I grasp my crystal and reach for my magic, adrenaline making all of the morning’s lessons bounce around my head.
“Feel the magic as it courses through you,” Drake explained over an hour ago. “If you can’t feel it, you can’t control it.”
I’d always thought dragons could fly because they have wings, but he said no, their bodies are too heavy for wings—they use magic for lift and wings for direction and control.
I tapped into that feeling of control for precious seconds before the ogres attacked. If I don’t want to be a liability to Dravarr, I must find it again. But panic makes the magic dance through me like a wild thing, flowing and sliding and ever more elusive the more I try to grasp it.
Dravarr comes to a stop under me, and the ogre he’s been fighting catches up and raises his battleaxe.
Every bit of concentration I have snaps as worry for him overwhelms me. I scream, “Behind you!”
In one fluid movement, Dravarr ducks, his sword coming up to protect his head in a clanging block. He’s not evenlookingat the ogre. It’s like he can sense his opponent. He spins out from underneath the locked weapons, and the loss of something to push against makes the ogre tip forward, his axe burying in the ground.
Dravarr continues to spin, the turn of his whole body channeling through his arms and into his sword. In a whistling flash of silver, it slices the air, barely slowing as it hits the ogre’s neck.
The giant’s startled croak cuts off as his head goes flying. The big body topples to the ground.
Dravarr comes to a perfect halt, only his braid continuing to move until it wraps around his front. His arms still extend forward, the sword held in perfect position.
He just killed a guy.
I shake my head and swallow convulsively a couple of times as my stomach gives a sick tumble. I don’t know how I feel about that. The ogres attacked us, but…

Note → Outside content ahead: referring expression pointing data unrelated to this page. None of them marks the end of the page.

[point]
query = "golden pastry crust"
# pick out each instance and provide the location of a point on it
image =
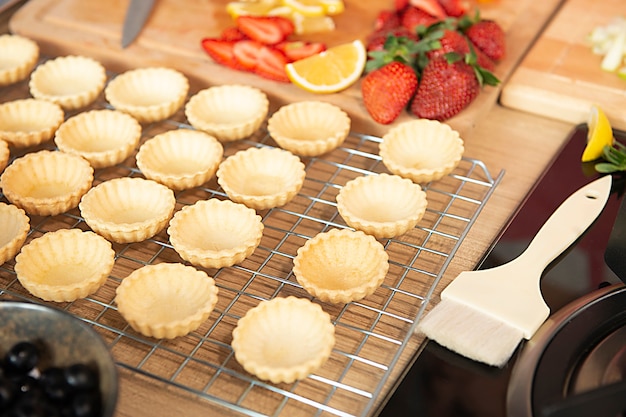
(18, 57)
(215, 233)
(64, 265)
(262, 178)
(46, 183)
(383, 205)
(14, 228)
(284, 339)
(309, 128)
(181, 158)
(229, 112)
(341, 265)
(29, 122)
(103, 137)
(421, 150)
(148, 94)
(72, 82)
(166, 300)
(126, 210)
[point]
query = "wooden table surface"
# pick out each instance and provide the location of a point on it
(521, 144)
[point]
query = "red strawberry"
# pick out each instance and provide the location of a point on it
(221, 51)
(445, 89)
(246, 52)
(387, 91)
(412, 17)
(296, 50)
(386, 19)
(268, 30)
(454, 8)
(376, 41)
(489, 37)
(432, 7)
(453, 41)
(271, 63)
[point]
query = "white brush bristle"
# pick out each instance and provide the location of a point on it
(471, 333)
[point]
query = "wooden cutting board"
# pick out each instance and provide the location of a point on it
(173, 32)
(560, 77)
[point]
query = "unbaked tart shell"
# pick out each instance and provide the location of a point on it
(341, 265)
(65, 265)
(383, 205)
(166, 300)
(180, 158)
(421, 150)
(284, 339)
(126, 210)
(46, 183)
(262, 178)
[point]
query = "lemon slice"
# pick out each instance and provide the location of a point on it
(330, 71)
(600, 134)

The ogre with the clawed-up face launches from the ground and swings a bat tipped with a ball of metal spikes at Dravarr.
I’m still fighting not to be sick, and my warning cry comes out as more of a gargling noise. He looks up, but at me, not the ogre. Fear stops my heart.
As if he can suddenly sense the weapon, Dravarr spins toward the ogre at the last second. The spikes bite into his shoulder instead of the center of his back.
He grunts, that arm falling to hang limp by his side. Red stains the edges of the holes punched in his shirt.